I also had to figure out the rack problem. I'm very tired of black in general, especially because my commuter bike is all black, so this was my opportunity to decorate with chrome or aluminum. And while steel racks look nice, I'm not sold on their weight or hefty price. Blackburn racks have been our household standard for thirty years. Sadly the company no longer makes silver lightweight racks. I'd also like to use a lowrider front rack again, but with much internet searching, I cannot locate the simple style, low cost alternative. The front rack solution will have to come in time.

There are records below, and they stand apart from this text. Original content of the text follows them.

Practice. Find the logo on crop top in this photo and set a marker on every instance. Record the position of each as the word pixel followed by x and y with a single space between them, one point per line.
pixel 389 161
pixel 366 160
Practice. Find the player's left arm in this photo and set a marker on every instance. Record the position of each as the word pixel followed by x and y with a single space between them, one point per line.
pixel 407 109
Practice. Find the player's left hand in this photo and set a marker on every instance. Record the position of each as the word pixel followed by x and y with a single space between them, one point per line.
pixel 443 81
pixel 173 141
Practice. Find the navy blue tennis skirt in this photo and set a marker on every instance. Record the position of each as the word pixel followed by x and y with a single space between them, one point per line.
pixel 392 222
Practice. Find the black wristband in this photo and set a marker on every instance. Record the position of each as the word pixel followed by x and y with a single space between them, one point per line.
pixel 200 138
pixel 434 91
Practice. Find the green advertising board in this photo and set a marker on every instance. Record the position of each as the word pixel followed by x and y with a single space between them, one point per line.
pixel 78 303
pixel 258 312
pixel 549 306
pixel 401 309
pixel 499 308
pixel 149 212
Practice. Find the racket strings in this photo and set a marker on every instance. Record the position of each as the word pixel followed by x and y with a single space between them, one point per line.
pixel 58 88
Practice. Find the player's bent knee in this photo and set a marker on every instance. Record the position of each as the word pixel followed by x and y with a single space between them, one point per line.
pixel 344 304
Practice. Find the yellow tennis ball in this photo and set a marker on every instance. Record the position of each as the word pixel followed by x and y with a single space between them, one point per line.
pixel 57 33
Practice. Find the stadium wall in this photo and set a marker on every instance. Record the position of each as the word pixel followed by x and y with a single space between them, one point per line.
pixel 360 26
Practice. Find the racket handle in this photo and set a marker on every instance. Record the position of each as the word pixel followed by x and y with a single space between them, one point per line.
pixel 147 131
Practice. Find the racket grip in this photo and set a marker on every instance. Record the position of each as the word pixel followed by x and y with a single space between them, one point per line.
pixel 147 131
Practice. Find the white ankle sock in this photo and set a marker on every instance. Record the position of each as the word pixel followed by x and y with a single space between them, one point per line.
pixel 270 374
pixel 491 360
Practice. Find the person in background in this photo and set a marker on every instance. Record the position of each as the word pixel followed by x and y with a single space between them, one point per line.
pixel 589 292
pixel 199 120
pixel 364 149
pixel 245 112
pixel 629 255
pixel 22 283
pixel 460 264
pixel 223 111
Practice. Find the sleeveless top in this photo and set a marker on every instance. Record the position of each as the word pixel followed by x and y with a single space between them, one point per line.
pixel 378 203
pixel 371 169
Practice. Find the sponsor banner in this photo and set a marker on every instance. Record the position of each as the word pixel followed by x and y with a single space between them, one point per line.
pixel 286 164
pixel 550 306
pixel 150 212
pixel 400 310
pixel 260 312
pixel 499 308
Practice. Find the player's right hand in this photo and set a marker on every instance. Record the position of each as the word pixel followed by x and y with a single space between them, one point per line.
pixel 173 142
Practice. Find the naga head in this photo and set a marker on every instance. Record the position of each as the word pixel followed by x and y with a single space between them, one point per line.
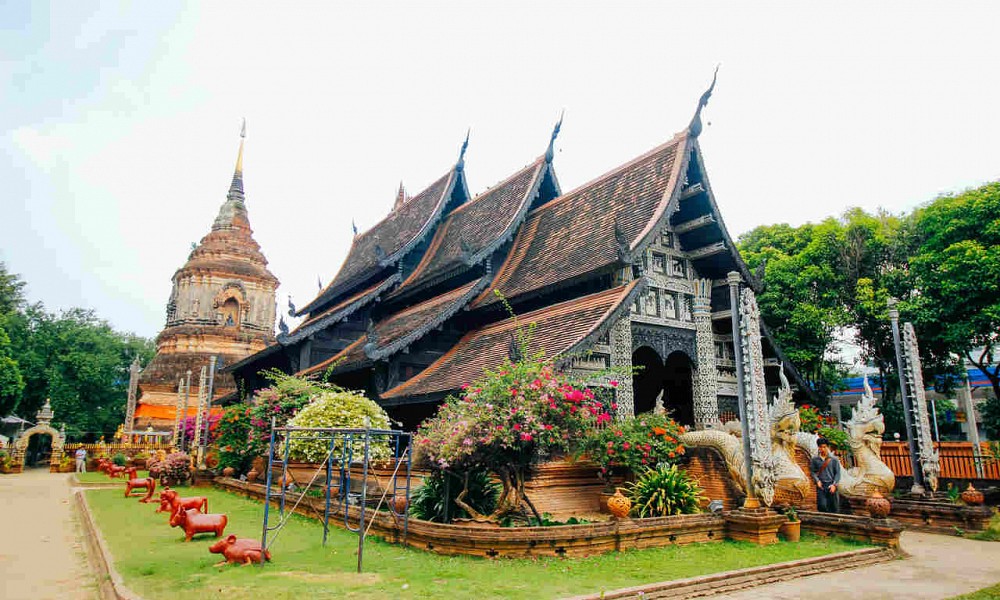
pixel 866 425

|I used pieces of pipe insulation to protect the frame.|
Back to the Clementine. I installed an aluminum rear rack, but needed to add on an extra metal bracket to lengthen the rack over the rear wheel. Fortunately, the Clementine has braze-ons up the wazoo (one of the truly nice features that sold me on this model) and I had attachment options, depending upon rack size. With a way to carry items, I now considered the bicycle ride worthy, so I took the Clementine out for it's second spin, this time for 6 miles over the same terrain as the cargo bike.

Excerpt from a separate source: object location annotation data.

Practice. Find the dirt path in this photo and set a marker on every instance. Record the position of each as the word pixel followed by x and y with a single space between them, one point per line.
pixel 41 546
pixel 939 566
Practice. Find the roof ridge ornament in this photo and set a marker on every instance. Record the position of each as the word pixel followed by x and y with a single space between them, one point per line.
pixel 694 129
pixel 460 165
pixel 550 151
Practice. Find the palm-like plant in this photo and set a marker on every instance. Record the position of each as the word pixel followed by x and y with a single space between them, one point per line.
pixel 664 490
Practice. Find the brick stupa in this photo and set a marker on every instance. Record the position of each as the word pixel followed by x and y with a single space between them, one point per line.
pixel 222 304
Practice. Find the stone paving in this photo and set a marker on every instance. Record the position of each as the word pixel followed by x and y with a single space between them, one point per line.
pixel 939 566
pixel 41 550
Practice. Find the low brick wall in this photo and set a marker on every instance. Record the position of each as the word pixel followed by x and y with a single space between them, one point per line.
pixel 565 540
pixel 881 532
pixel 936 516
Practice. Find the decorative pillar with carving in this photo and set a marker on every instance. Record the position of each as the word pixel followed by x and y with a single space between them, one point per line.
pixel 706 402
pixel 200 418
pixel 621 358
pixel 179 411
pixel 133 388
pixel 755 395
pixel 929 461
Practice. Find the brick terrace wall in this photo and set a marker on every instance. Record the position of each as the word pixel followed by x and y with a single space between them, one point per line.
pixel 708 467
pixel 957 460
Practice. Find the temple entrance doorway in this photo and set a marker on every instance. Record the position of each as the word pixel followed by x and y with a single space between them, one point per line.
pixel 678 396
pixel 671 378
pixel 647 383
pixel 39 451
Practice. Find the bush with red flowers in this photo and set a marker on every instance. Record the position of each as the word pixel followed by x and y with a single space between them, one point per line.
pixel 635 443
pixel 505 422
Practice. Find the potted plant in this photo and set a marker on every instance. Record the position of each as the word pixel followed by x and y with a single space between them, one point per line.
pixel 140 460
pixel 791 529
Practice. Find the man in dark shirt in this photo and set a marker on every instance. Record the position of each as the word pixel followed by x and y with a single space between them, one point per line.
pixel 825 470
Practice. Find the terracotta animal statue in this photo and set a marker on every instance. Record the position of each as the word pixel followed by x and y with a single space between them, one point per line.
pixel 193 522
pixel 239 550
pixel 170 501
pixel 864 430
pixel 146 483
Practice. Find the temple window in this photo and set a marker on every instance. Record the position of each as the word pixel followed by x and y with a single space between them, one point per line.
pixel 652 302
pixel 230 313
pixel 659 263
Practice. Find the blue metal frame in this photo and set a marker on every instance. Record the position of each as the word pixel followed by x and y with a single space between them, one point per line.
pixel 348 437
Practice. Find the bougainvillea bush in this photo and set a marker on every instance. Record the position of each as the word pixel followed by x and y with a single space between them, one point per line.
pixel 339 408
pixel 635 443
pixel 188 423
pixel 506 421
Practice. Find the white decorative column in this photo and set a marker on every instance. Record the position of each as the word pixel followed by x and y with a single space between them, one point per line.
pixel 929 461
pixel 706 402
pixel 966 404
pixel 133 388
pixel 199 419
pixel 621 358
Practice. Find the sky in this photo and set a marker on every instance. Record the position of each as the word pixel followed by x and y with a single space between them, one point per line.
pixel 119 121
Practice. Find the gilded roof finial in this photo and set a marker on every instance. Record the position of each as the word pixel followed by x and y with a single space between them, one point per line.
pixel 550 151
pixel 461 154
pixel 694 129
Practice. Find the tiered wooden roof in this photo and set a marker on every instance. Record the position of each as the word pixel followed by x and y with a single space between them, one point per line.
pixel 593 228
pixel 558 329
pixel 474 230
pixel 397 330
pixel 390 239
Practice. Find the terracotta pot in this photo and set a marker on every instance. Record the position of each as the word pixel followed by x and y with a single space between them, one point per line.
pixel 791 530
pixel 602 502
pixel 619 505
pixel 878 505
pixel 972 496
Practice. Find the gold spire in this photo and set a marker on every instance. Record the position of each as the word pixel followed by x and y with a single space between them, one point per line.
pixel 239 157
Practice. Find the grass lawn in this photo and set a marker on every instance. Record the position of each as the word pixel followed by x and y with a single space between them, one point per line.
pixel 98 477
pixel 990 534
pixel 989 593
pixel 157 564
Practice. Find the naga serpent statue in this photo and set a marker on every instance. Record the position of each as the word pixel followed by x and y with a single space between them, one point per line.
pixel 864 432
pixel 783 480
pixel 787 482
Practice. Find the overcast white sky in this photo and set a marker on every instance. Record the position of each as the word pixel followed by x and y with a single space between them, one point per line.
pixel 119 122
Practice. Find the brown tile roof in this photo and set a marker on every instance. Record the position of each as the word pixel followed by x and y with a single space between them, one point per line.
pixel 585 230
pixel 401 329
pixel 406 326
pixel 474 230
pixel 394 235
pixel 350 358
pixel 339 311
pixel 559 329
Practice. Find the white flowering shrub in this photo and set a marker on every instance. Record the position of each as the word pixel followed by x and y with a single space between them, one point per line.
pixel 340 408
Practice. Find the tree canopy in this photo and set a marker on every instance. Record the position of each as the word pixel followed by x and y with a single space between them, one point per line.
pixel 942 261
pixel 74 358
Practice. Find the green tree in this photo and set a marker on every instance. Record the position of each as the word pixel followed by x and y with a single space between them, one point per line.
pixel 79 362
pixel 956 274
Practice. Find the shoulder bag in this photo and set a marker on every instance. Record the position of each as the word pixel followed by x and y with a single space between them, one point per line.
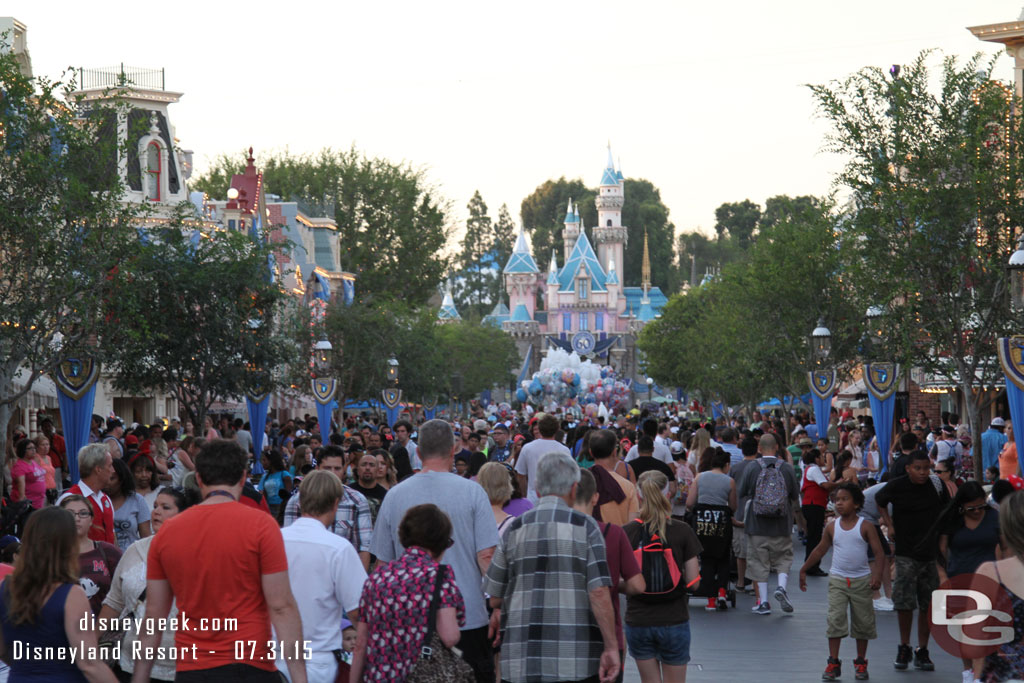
pixel 437 663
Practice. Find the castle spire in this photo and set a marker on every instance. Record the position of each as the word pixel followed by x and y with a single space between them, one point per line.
pixel 645 267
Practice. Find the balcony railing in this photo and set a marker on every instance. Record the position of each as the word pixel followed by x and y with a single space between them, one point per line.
pixel 113 77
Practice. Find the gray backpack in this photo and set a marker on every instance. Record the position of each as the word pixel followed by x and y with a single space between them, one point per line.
pixel 770 492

And dang, it was really amazing to me that the Clementine rolled and floated and felt similar to the Boda Boda! I wondered how that could be until I lined up both bikes side by side. Both the Boda Boda and the 52cm Clementine are 72" long, exactly. One is aluminum frame, one is steel. One has a larger cockpit, one is smaller. Wheel size is different. So I presume the wheel base length is somewhat responsible for the floaty effect.
The Clementine is done for now. I can't say I love the feel of the bosco bars and I've lowered the bar as far as it will go. They are not as intuitive and comfortable as the Boda Bodas, which was a nice and worthwhile experiment. I also had to remind myself that the stock bar was the one thing about the Clementine that I visually disliked, even when I had ordered the bike, Handlebars can always be replaced. For now, I just need to get to know my Clementine. I am confident she has potential.
It doesn't get much better than these early morning rides along the waterfront. At 58F, I refuse to don socks or a jacket, instead riding in t-shirt, shorts and sandals, relishing the colder temperatures because, after the summer we've had, 4 miles of blissful cold toes and chilly arms is a chance worth taking! Besides, the last mile is a gradual uphill and I arrive at the office with a body warmed and ready for the day ahead.